Since the powers of each have dispensed with the fiction that the two were separate, it will now be very hard to look up to either, whether your primary allegiance is to liberal politics or capitalist economics.
Americans gave up on regarding government as a force for good long ago, but lately even the monied classes have lost faith in institutions which handle money.
You mean they actually do teach “responsible business practices and organizational ethics” to businesspeople? We’re told that’s the subject of Barbara Toffler’s teaching at Columbia Business School, but the classes must have been very small indeed.
She worries now about what will bring investors back to a market whose image has been shattered in recent months. She says the ethics problem is “systemic and intractable.”

“And we’re not going to be able to get out of this crisis of credibility and concern about who can we trust, because nobody really wants to break up the nice, neat little ring of conflicts of interest that go from the corporate world to the streets of Wall Street to the political suites of our government,” Hoffman said.

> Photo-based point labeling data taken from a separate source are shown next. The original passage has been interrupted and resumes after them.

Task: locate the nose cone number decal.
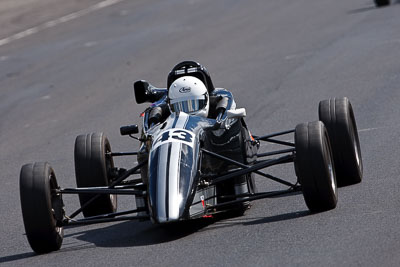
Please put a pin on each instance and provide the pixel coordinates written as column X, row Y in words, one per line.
column 185, row 90
column 174, row 135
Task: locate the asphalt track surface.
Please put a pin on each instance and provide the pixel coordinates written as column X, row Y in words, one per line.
column 279, row 58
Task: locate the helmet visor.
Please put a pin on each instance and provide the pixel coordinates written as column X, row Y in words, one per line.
column 188, row 105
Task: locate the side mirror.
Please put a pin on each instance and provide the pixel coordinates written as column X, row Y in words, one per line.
column 145, row 92
column 129, row 129
column 236, row 113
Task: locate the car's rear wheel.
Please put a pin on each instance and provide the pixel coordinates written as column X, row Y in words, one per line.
column 381, row 3
column 314, row 166
column 42, row 208
column 93, row 168
column 338, row 116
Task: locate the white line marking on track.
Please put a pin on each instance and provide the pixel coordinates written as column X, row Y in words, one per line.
column 53, row 23
column 369, row 129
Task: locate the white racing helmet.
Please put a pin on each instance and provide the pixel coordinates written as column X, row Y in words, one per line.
column 189, row 94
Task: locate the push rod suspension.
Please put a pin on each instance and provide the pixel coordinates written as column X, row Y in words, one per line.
column 100, row 190
column 255, row 197
column 246, row 167
column 254, row 168
column 283, row 151
column 273, row 135
column 112, row 185
column 104, row 220
column 119, row 154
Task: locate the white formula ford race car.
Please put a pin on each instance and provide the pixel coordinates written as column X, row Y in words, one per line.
column 187, row 171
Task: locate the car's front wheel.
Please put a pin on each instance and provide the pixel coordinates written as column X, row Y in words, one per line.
column 93, row 168
column 42, row 207
column 338, row 116
column 381, row 3
column 314, row 166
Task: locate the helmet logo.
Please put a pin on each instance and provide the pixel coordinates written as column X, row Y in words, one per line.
column 185, row 90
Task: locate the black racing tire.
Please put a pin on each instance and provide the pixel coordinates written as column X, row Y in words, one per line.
column 93, row 167
column 382, row 3
column 315, row 168
column 42, row 208
column 338, row 116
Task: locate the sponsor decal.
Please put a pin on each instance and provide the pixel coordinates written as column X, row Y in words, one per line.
column 185, row 90
column 174, row 135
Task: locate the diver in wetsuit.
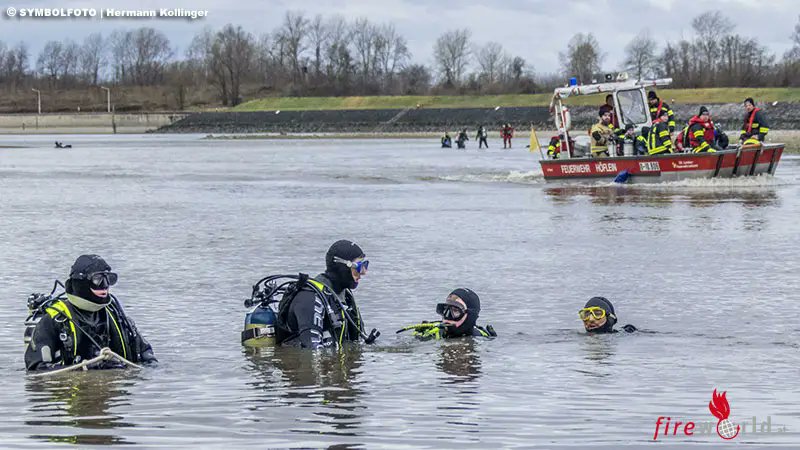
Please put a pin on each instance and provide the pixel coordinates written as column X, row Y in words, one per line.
column 325, row 313
column 89, row 318
column 598, row 317
column 459, row 313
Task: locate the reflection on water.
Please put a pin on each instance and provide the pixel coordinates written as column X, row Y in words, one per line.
column 78, row 401
column 700, row 259
column 664, row 196
column 325, row 380
column 598, row 351
column 459, row 359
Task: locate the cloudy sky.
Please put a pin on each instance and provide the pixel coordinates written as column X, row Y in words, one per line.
column 533, row 29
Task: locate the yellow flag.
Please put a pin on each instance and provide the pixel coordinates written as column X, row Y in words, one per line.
column 534, row 145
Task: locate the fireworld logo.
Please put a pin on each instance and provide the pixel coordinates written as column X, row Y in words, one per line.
column 719, row 407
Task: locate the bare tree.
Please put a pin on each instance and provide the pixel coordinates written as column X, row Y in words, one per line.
column 69, row 61
column 16, row 64
column 490, row 58
column 318, row 33
column 451, row 52
column 796, row 34
column 92, row 58
column 152, row 51
column 293, row 36
column 365, row 38
column 415, row 79
column 391, row 53
column 205, row 56
column 582, row 58
column 710, row 28
column 235, row 48
column 340, row 62
column 640, row 54
column 49, row 62
column 122, row 54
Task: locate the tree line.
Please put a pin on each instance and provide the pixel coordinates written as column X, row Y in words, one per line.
column 308, row 56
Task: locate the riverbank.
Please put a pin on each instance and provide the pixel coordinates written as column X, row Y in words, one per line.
column 85, row 123
column 436, row 120
column 521, row 138
column 399, row 102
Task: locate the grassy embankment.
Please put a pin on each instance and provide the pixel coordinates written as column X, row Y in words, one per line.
column 685, row 96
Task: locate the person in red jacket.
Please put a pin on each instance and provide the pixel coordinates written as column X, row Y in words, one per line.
column 701, row 132
column 508, row 133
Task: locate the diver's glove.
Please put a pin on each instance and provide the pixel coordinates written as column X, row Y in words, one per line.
column 422, row 326
column 426, row 330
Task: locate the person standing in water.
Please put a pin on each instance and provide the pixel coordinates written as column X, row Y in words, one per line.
column 481, row 137
column 598, row 316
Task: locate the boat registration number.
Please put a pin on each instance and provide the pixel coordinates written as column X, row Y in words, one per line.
column 649, row 166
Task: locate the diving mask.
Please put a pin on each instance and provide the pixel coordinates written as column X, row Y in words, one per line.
column 99, row 280
column 592, row 312
column 360, row 266
column 451, row 310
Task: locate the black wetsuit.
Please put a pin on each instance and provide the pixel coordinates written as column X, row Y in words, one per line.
column 313, row 322
column 54, row 344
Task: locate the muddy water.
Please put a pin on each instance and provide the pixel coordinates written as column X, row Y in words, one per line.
column 707, row 269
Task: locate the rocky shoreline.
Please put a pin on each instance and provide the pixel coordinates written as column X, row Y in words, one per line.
column 785, row 116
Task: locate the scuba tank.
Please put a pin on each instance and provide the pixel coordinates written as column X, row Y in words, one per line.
column 259, row 327
column 37, row 303
column 260, row 323
column 270, row 295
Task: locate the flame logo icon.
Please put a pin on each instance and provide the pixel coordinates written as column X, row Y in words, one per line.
column 720, row 408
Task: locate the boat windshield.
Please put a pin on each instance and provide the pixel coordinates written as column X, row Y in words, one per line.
column 633, row 106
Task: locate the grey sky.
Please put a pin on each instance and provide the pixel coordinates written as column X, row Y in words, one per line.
column 533, row 29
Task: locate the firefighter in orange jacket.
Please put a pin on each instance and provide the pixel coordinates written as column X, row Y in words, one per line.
column 656, row 106
column 701, row 132
column 755, row 127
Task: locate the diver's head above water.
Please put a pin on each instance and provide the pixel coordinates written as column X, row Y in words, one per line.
column 598, row 315
column 90, row 279
column 345, row 264
column 460, row 312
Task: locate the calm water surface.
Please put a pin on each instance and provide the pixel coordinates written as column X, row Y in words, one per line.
column 708, row 268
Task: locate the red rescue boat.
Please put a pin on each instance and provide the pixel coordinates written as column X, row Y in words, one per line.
column 576, row 163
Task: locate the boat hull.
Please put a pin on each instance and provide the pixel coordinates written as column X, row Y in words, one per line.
column 747, row 161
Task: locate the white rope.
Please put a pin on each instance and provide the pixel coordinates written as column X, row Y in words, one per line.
column 106, row 354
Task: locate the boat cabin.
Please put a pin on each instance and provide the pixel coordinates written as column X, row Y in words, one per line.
column 630, row 107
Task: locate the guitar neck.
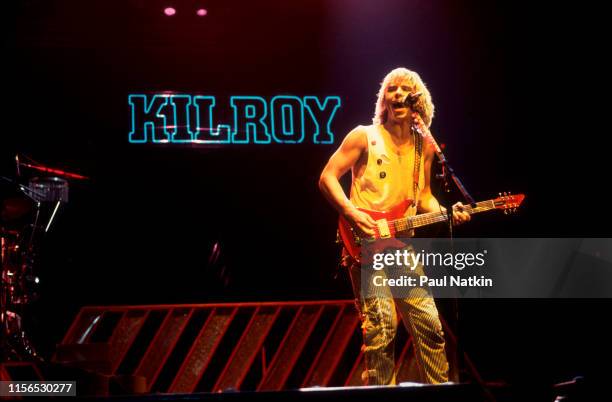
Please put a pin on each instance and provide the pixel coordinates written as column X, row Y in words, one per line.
column 430, row 218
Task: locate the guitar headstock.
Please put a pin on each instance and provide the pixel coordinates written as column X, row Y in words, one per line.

Doesn’t sound good for the home team.

state terroism of the highest form

Terrorists dropped two atomic bombs on Japanese cities at the end of the Second World War.
Why, to save money and/or avoid risking American soldier’s lives? But few today believe Japan was not about to surrender anyway, The agument was apparently specious even then, for “In 1946 the US strategic bombing survey came to the conclusion that ‘Japan would have surrendered even if atomic bombs had not been dropped’.”

[In the summerof 1945] Sixty-six of Japan’s largest cities had been burned down by napalm bombing. In Tokyo a million civilians were homeless and 100,000 people had died. They had been, according to Major General Curtis Lemay, who was in charge of the fire bombing operations, “scorched and boiled and baked to death”. President Franklin Roosevelt’s son and confidant said that the bombing should continue “until we have destroyed about half the Japanese civilian population.” On July 18 the Japanese emperor telegraphed President Truman, who had succeeded Roosevelt, and once again asked for peace. The message was ignored.
A few days before the bombing of Hiroshima, Vice Admiral Radford boasted that “Japan will eventually be a nation without cities – a nomadic people”. The bomb, exploding above a hospital in the center of the city, killed 100,000 people instantly, 95% of them civilians. Another 100,000 died slowly from burns and effects of radiation.

Dresden could be invoked here as well, but additional examples aren’t needed to give us enough of the historical perspective we ignore now at such risk.
Incredibly today we are told that only desperate individuals and the insurrections of which they may be a part can be terrorists, and that nations, at least the good guys, those that aren’t “rogue,” cannot.